Juan Barrera López
Research: Computational Physics
Multicritical Contact Process
Undergraduate Research at Kovacs' Lab
I investigate the critical parameters of the Contact Process on a critically percolated square lattice. The model serves as a statistical mechanical model for epidemic spreading, and belongs to the same universality class as the Random Transverse-fiels Ising Model.​
Spread of an infection on a critically bond-percolated lattice close to the Multicritical Point. Lattice Size: 100x100
I developed the implementation of the 2D model, running computations on Northwestern's HPC Quest. ​I developed code to simulate a cummulative 10^8 iterations of the system at values close to multicriticality. Both the fully infected and single-infection node were tested for completeness.
Sample clustering of a critically bond-percolated lattice. Size: 1000x1000
Double Pendulum
Computational Physics Midterm
As part of the class midterm, I created code to simulate the double pendulum. Using Mathematica to simplify the algebra, I utilized Python's RK45 method to simulate the system. Further, I conducted an analysis of the spread of the error.

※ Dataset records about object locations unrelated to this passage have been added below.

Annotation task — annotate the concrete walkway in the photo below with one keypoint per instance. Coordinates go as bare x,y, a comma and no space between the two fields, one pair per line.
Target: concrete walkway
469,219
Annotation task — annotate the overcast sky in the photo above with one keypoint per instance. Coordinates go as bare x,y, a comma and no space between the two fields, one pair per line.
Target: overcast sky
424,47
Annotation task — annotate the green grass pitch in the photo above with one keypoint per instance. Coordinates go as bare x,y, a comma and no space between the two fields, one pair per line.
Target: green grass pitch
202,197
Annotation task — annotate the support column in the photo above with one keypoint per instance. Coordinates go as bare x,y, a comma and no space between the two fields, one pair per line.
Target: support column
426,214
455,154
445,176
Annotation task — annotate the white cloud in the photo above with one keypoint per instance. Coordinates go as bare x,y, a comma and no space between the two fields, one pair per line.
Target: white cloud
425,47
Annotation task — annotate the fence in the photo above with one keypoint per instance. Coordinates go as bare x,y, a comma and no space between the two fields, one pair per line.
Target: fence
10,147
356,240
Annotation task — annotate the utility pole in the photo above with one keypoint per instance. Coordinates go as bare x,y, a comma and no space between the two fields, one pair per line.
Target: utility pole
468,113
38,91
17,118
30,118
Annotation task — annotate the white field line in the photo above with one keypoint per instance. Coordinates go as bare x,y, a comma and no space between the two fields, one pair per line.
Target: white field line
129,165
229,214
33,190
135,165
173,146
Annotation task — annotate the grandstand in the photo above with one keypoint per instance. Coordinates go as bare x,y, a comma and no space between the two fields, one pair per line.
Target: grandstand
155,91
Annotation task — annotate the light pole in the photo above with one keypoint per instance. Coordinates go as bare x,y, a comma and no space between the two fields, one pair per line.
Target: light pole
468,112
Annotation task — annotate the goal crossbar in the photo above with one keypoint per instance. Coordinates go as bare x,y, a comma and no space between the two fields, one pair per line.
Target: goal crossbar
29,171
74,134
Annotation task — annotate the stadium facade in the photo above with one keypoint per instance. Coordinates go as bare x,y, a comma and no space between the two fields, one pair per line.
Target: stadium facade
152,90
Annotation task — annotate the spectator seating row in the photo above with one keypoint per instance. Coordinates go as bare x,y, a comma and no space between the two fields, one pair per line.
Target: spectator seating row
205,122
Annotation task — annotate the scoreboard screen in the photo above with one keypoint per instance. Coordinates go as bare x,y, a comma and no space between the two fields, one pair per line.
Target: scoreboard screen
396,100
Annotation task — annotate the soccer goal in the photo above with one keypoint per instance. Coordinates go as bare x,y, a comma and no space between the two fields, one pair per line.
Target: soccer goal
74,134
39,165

Although the simulation continuously pumps energy into the system, the relative error remains below ten parts in a million for the computed times.
Photon Transport in a Dense 1D Galaxy
Computational Physics Final Project
For my final project in Computational Physics, I explored transport phenomena for a dense 1D blackbody galaxy. An absorbing and emmitting function are defined at every point of the galaxy, and are functions of both the temperature and the mass density of that point. We observe that for high absorption, there is a dense photonic cloud in the center of the galaxy, where emission is prevalent. An equilibrium is quickly reached where the gas is dense enough to absorb most of the emitted radiation before it escapes the system.